A distinção entre refugiado e migrante é complexa devido ainda a um conjunto de outras considerações. O conflito armado e o caos político andam, quase invariavelmente, a par com o insucesso económico. Países afectados pela violência generalizada são normalmente caracterizados por baixas (ou negativas) taxas de crescimento, padrões de bem-estar social em declínio, inflacção elevada e desemprego crescente. Nestas circunstâncias, as pessoas poderão sentir-se forçadas a abandonar o seu país devido a um conjunto de razões que envolvem, nomeadamente, o desejo de garantir a sua segurança física e económica. Por isso, poderá ser difícil traçar uma distinção clara entre o que, tradicionalmente, tem sido designado como as "causas de raíz" dos movimentos de refugiados e as "pressões migratórias", já identificadas neste capítulo. Hoje, mais do que nunca, os refugiados são parte de um fenómeno migratório complexo, no qual se combinam factores políticos, étnicos, económicos, ambientais e de direitos humanos, que provocam deslocações de população.
Embora determinados requerentes de asilo pareçam ser motivados pelas duras condições materiais de vida e pela vontade de conseguirem alcançar um melhor nível de vida, a pobreza pode, por si mesma, encontrar-se ligada a uma situação de discriminação ou perseguição por motivos políticos, sociais ou religiosos. Infelizmente, ainda existem alguns países onde membros de grupos minoritários são excluídos da vida normal da sua sociedade, com um maior ou menor envolvimento dos governos. Consequentemente, podem ter dificuldade em encontrar emprego, montar um negócio, adquirir bens, comprar terras ou mesmo de se deslocarem livremente no seu próprio país. As pessoas que migram para fugir a estas condições miseráveis de vida poderão ser legitimamente consideradas refugiadas.
Os recentes desenvolvimentos políticos e económicos em países como a Albânia, Cuba, Haiti e Vietname também suscitaram um fenómeno conhecido como "migração mista" - deslocações da população que incluem requerentes de asilo que se viram forçados a abandonar o seu país por alguma das razões que fundamentam o direito de asilo, bem como pessoas que optaram por se deslocar com o objectivo de melhorar o seu nível de vida, ou de se reunirem à sua família noutro país.

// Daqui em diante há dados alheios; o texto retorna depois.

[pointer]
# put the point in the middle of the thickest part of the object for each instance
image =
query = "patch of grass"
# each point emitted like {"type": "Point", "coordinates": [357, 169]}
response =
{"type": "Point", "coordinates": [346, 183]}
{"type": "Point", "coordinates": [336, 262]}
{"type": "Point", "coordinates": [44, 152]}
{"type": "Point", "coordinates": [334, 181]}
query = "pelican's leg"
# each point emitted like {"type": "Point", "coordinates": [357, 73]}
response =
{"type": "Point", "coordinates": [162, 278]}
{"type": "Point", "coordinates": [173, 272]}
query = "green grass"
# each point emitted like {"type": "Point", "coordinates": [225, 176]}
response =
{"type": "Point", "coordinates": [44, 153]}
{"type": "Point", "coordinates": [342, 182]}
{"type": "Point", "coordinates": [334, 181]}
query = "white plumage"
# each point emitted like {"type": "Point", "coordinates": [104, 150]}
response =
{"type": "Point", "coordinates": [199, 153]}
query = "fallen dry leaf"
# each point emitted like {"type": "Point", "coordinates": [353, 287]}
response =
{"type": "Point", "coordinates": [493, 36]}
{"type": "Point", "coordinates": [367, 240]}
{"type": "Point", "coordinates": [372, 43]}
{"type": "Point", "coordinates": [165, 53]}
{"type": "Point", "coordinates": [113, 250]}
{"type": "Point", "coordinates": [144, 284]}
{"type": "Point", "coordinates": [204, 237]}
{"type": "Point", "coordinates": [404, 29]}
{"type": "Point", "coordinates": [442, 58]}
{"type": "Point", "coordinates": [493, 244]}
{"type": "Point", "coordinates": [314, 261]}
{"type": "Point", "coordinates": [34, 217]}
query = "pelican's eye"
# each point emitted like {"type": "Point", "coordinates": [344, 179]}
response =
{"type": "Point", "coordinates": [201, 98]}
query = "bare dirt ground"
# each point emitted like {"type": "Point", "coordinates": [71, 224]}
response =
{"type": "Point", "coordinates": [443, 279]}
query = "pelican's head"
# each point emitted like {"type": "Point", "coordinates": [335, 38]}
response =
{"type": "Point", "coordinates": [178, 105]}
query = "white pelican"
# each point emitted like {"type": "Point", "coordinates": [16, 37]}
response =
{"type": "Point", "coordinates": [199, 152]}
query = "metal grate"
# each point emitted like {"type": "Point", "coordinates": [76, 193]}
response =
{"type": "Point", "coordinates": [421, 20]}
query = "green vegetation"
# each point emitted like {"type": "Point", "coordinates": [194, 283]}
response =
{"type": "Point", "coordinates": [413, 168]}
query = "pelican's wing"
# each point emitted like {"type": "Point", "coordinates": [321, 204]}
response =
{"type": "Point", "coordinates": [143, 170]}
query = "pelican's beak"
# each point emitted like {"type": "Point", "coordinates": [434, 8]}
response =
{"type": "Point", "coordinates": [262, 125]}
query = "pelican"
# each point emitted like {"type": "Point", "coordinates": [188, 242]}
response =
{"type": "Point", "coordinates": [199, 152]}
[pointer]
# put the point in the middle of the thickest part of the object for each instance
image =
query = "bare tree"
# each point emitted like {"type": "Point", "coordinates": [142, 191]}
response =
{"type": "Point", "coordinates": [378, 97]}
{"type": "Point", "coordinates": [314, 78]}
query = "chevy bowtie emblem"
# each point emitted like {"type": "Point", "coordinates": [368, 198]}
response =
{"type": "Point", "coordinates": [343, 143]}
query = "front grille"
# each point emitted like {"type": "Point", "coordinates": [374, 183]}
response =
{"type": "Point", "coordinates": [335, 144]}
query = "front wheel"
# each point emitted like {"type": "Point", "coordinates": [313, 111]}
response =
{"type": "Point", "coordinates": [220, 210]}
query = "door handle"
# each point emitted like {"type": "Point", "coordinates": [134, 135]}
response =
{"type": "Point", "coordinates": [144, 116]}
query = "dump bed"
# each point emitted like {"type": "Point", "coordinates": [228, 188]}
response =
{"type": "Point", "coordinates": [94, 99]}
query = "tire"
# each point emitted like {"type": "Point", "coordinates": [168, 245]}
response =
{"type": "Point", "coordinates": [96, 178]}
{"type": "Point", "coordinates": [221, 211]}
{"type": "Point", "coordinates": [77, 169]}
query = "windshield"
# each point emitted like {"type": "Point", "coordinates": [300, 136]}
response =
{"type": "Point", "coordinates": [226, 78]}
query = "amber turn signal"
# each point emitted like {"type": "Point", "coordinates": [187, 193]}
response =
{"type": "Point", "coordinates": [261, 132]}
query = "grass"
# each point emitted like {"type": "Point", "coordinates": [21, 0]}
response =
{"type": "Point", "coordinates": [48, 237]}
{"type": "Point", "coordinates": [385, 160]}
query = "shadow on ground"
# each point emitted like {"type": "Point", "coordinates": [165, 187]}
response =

Poderão surgir dificuldades particulares nos casos de migrações mistas em que o ratio de refugiados e migrantes económicos sofra uma alteração objectiva significativa, levando a que um movimento que, inicialmente, era visto pelos países de acolhimento como um fluxo de refugiados se redefina, passando a ser encarado como um movimento de migrantes económicos.
Por exemplo, no que diz respeito ao Vietname, é óbvio que nos últimos anos, muitos dos "boat people", cujos pedidos de estatuto de refugiado foram rejeitados e se espera que regressem a casa, teriam anteriormente sido considerados como refugiados e ter-lhes-ia sido oferecida a possibilidade de se reinstalarem em países industrializados. Por isso, a distinção entre refugiado e migrante encontra-se sujeita a interpretações variáveis por parte dos países de asilo, dependendo do número de requerentes envolvidos e do contexto político em que a sua partida ocorre.